ふだん上演されない『仮名手本忠臣蔵』の段 ― 2022/12/01 07:07
そこで、『仮名手本忠臣蔵』「二段目」と「八段目」「九段目」「十段目」「十一段目」もみておこう。
「二段目」[桃井館力弥使者の場] 塩冶判官とともに足利直義の饗応役の大名、桃井若狭之助の館を、由良之助の息子力弥が、明日の登城時刻を伝えるために訪れる。 家老の加古川本蔵と妻の戸無瀬が気を利かせ、許婚の力弥に恋心を抱く娘の小浪に口上の受取役をさせるが、ぼうっとみとれてしまい、返事もできない。 そこへ主君の若狭之助が現れ、口上を受け取り、力弥は役目を終えて帰って行く。
[桃井館松切りの場] 加古川本蔵は娘を去らせ、主君に前日師直から辱しめを受けた一件を尋ねる。 若狭之助は腹の虫がおさまらず師直を討つつもりだと明かす。 本蔵は止めるどころか、若狭之助の刀をいきなり取って、庭先に降り、その刀で松の枝を切り捨て、「まずこの通りに、さっぱりと遊ばせ」と挑発する。 喜んだ若狭之助は奥に入り、見送った本蔵は馬に乗ってどこかへ出かける。 本蔵が主君のためを思い、師直に賄賂を贈りに行ったことが、「三段目」で明らかになる。
「八段目」道行旅路の嫁入。 力弥と小浪は許婚だったが、お家の取り潰しで婚儀を挙げられないでいた。 悲しむ娘に母の戸無瀬は、供も連れずに娘と二人で、鎌倉から由良之助たちのいる京の山科へ向かう。
「九段目」山科閑居の場。 小浪と戸無瀬のあとを追って、山科に現れた加古川本蔵は、判官を抱き止めたことで師直は軽傷にとどまり、判官は切腹、塩冶家はお取り潰しになったことを後悔しており、わざと力弥に討たれて、師直館の絵図面を由良之助に渡す。
「十段目」天川屋義平内の場。 塩冶家に出入りしていた廻船問屋、摂津国堺に店を持ち商売している。 討入の武器などを調達、運送してくれる、天川屋義平「男でござる」。 討入で味方確認の合言葉が「天」「川」となる。 義平の妻・園の父・大竹了竹が、斧九太夫抱えの医者だったことから、義平の家のゴタゴタがからむ。
「十一段目」高家表門討入の場。

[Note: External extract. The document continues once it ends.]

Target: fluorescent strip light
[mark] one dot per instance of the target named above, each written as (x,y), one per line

高家広間の場。高家奥庭泉水の場。高家柴部屋本懐焼香の場。花水橋引揚げの場。 要するに、討入、本懐を遂げることになる。 めでたし、めでたし。
「鼠を捕らんと欲せば、猫より進む可し」 ― 2022/12/02 07:04
10月25日に、「三度び敗れて一度び成れば前後償ふて余りあり」を出した「福澤諭吉先生の『元気の出る言葉』」、『105年三田会名簿』1989年編に書かせてもらった(無署名)、続きを引いておきたい。
「鼠を捕らんと欲せば、猫より進む可し、鼠の来りて猫に触れたる例を聞かず。」
(『福翁百話』五十六)
「智恵は小出しにす可し」の中にある。一事に大きな智恵を現して、天下を驚かそうとするよりも、朝に夕に、物に触れ事に当たり、遅滞なくこれを処理して、さわやかに世を渡りなさい。鼠を捕る猫は爪を隠すと云う。隠すのはいいけれど、生涯隠して、鼠を捕らなければ、爪がないに等しいと、福澤先生は教えている。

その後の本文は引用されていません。